We had a big windstorm last weekend that knocked about a quarter of the vinyl siding off one side of our house. (I'd post a picture but it's requiring I make a post before I post a link...)

I must have called ten contractors, but only one has come out so far to even give us a quote. Rain is coming. Should we risk climbing up with some plastic sheeting or something and covering it up? There's no house wrap, only plywood. Also, our extension ladder is 25' and won't reach to the exposed plywood. We'd have to go on the roof, from the front of the house, and staple plastic to the shingles, then drape it down to cover and staple to the remaining vinyl.

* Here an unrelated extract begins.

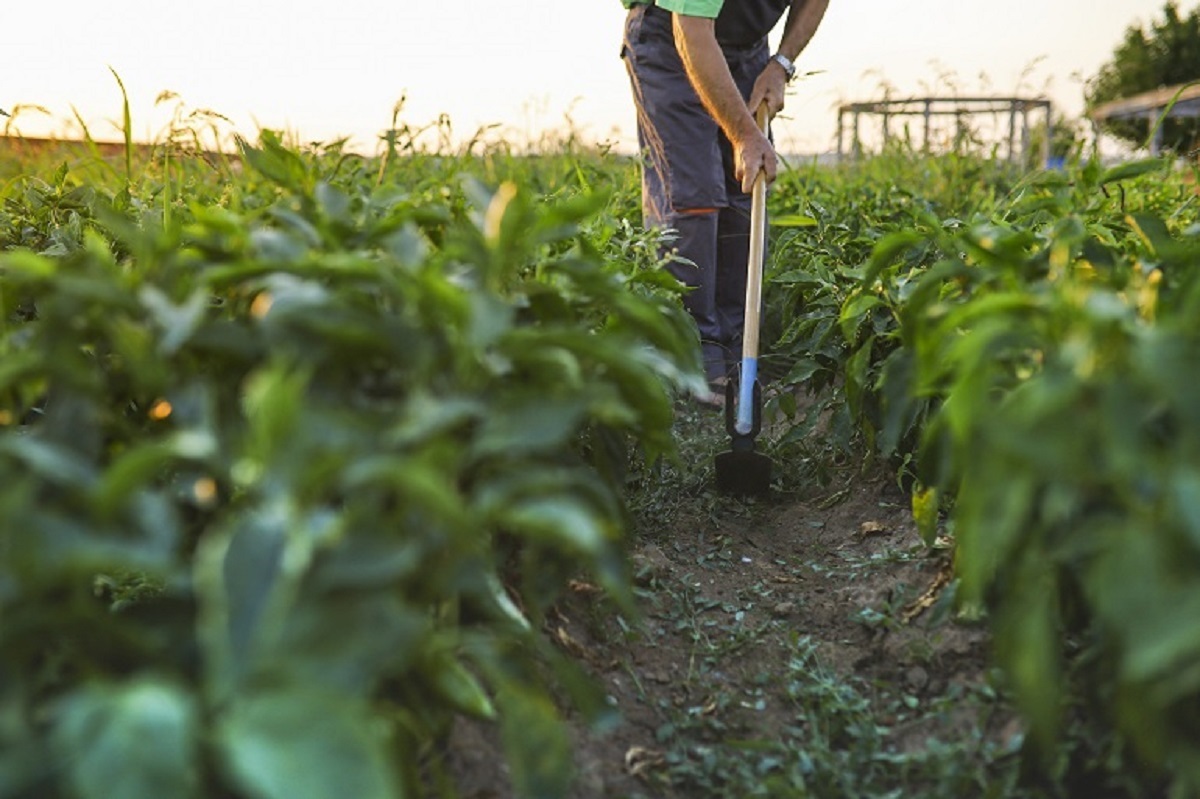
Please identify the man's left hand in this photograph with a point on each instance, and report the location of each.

Finally, the contractor quoted us $1,900 to replace the missing siding, and $3,000 to redo the whole wall. Is this about right? We have a $1,500 deductible on our insurance so it's almost not worth opening a claim.

Thanks in advance!


----------



## Windows on Wash (Aug 30, 2011)

By the time that he sets up pump jacks and equipment, even small jobs aren't cheap. 

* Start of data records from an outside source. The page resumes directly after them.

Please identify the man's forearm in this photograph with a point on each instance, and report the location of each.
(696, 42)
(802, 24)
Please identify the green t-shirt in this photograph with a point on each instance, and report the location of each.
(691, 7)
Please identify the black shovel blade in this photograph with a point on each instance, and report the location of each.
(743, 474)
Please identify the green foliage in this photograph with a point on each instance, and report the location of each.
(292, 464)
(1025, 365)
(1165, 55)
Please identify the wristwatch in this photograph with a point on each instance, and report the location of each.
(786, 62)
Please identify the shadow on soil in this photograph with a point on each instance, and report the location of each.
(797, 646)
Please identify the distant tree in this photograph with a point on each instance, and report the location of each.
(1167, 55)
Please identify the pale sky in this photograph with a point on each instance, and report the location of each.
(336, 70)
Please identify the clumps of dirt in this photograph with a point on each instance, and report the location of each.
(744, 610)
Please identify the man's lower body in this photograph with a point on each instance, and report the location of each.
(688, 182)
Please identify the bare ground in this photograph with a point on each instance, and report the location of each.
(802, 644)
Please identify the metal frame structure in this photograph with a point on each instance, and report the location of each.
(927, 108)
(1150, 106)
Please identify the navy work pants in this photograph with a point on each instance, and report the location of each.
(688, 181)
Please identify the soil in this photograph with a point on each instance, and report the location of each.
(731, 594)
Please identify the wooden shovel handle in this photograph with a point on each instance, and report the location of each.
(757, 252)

Without knowing how much square footage is there or what is required, its impossible to tell.


----------



## Bud9051 (Nov 11, 2015)

Since the new siding will be difficult to match to the ols AND since there is no house wrap, I'd call the insurance company ASAP. Also, since you can't get it covered or repaired in time to prevent more damage then you may be responsible if you don't call them. They do this all the time and if needed THEY will call someone out to drape plastic or a canvas over the damaged area.

Bud


----------



## joecaption (Nov 30, 2011)

Really need that picture.
Somethings really wrong with that install if there's house wrap and the sidings blown off.


----------



## ZTMAN (Feb 19, 2015)

And, if you get a wild hair to risk you life, stapling plastic to the roof will most likely tear off in a mild breeze.


----------



## jomama45 (Nov 13, 2008)

I don't think I'd be too concerned with the siding being off and rain on the way, w/o a proper housewrap and detailing the sheating has probably been getting wet for years already. Vinyl siding is notorious for allowing water to leak behind it. At least now it can dry out quicker when it does get wet.


----------



## Bud9051 (Nov 11, 2015)

If the flashing on any windows is exposed at the top then the rain may run right in. I agree the lack of the house wrap is not good, but leaving the plywood and remaining siding is a half exposed condition is worse, especially when the wind is blowing. You definitely want to avoid the water getting into the wall assembly.

Bud


----------



## craig11152 (Jun 20, 2015)

I'm going to buck the trend and say a rain or two won't hurt the plywood. 
I am also going to suggest you think long and hard about calling your insurance company. 
Google up "when should I make a claim in my homeowners insurance" or some such version and start reading. 
If it were me whether I did the $1900 or the $3000 I would not call my insurance company.


----------



## joecaption (Nov 30, 2011)

They posted a picture on another web site.
It's the whole area under the gables, and it's OSB not plywood, and there is no house wrap as they mentioned.
In the picture it also looked like several places where the siding was buckled up on the remaining lower part of the wall like it was nailed to tight to the wall.
To do this right all the siding should come off, sheathing wrapped with house wrap then reinstall the siding.
There's no good excuse and nothing good going to come out of just reinstalling that siding with no wrap under it.


----------